El
cubano y la cerveza (final)
Oscar Mario González
LA HABANA, Cuba, enero (www.cubanet.org) - La inmensa
mayoría del pueblo de Cuba saludó el triunfo guerrillero
de l959 de la manera usual entre criollos: con un vaso de cerveza en
la mano.
Algunas medidas dictadas por el recién estrenado gobierno revolucionario
favorecieron a las capas más humildes de la población.
Había riquezas que repartir y así se hizo, aunque, claro
está, siempre el que reparte se queda con la mejor y mayor parte.
Durante aquel primer año la venta de cerveza batió todos
los records anteriores por dos razones incuestionables: había
dinero en el bolsillo y alegría en los corazones.
En octubre de l960 y por decreto gubernamental fueron confiscadas las
empresas nacionales y extranjeras más importantes, entre ellas
las fábricas de cervezas; a partir de ese momento se inicia un
proceso ininterrumpido de empobrecimiento de la industria que llega
hasta nuestros días.
Desde los primeros años el producto empezó a escasear
y el cubano a lamentarse de ello pero el embullo revolucionario y la
fe en la promesa, aguijoneados además, por la consigna “estudio,
trabajo, fusil”, mantenían ocupada a la población.
La cerveza llegaba a los bares, cantinas y centros de diversión
nocturnos, hasta l968 en que fueron intervenidos todos los negocios
privados, incluyendo los puestos de fritas y los sillones de limpiabotas.
Posteriormente, en la década de los años l970, luego del
“escache” de la zafra de los l0 millones que “iban
pero no fueron” se inventaron los “tiros” de cerveza
estatales que consistían en comercios habilitados para el expendio
de cerveza a granel.
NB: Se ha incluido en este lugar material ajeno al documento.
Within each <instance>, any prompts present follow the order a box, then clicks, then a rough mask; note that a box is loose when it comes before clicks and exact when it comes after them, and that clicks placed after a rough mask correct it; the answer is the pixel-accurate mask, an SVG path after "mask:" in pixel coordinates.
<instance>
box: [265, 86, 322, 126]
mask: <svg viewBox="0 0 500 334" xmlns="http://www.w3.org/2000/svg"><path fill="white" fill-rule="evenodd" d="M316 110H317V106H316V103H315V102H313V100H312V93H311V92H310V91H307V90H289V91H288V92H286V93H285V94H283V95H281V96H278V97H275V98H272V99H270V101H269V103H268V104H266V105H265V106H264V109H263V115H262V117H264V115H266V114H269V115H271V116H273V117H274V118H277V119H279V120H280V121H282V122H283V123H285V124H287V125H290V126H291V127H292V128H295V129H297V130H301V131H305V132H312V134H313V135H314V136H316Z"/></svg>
Algunos de esto tiros estaban enclavados en lugares
céntricos de la capital como, por ejemplo, el de la Esquina de
Toyo, o el de Monte y Zulueta. Los vecinos eran contrarios a la presencia
de tales sitios por el gentío que congregaban y la bulla que
promovían, incluyendo “broncas”, “fajazones”
y ocasionalmente hechos sangrientos.
También se habilitaban “pipas” o tanques móviles
para el expendio del producto que tenían la ventaja de hacer
presencia en barrios y repartos de baja densidad poblacional.
Durante los mejores años del siempre raquítico socialismo
cubano se vendían cervezas por la libreta de racionamiento y
a través de las bodegas; eran las “pirey” o con defectos
de embotellado (les faltaba líquido). Las de volumen normal se
destinaban a la red gastronómica.
Otra forma de adquirir algunas cajas de cerveza era mediante un casamiento
de “mentiritas” o ficticio donde, a los futuros esposos,
además de la bebida, les vendían a precio normal, ropa
y útiles para el hogar. Pero la oferta más codiciada eran
las cinco cajas de cerveza que posteriormente se revendían a
un precio muy superior.
La calidad fluctuaba entre mala y pésima. Para muchos aquello
era un brebaje insípido con un dejo a cocimiento de escoba amarga;
éstos eran los que habían probado las cervezas tradicionales.
Los más jóvenes se la tomaban con la convicción
de que había que resignarse pues “no hay más ná”.
Algunas botellas de cervezas contenían, dentro del líquido,
gusanos, cucarachas y alacranes. Al que lo dude puede remitirse al periódico
Granma de la época.
En esta etapa del acontecer cervecero aparecieron los tiros de cerveza
furtivos a cargo de particulares; verdaderos antecesores de los “paladares”que
posteriormente permitió el gobierno, estos “tiros”,
además de cerveza ofertaban pan con lechón y comida elaborada’
Hoy el panorama cervecero ha cambiado en parte. Junto a la cerveza Cristal,
enlatada y embotellada con el logotipo habitual pero muy baja en calidad
en relación a la original, hay otras marcas nacionales que se
venden a 80 o 90 centavos de chavito o de peso convertible y cervezas
extranjeras de calidad muy superior pero de mayor precio. Todas ellas
al alcance de extranjeros o cubanos favorecidos por la suerte o el “invento”.
El resto, o sea la mayoría de los cubanos, bebe la cerveza a
granel; en la cantina o sobre la acera donde se estaciona la pipa. Entre
amigos, sólo, o compartiendo el vaso con la mujer amada, el cubano
prefiere ese líquido amarillento y espumoso que hace mover los
pies al ritmo del son y la rumba; se adueña de la cintura para
luego subir a la cabeza y desde allí acabar con llantos y pesares
en un mareíto sabroso y dulzón que hace ver las cosas
de otro modo y hasta el socialismo lo torna llevadero.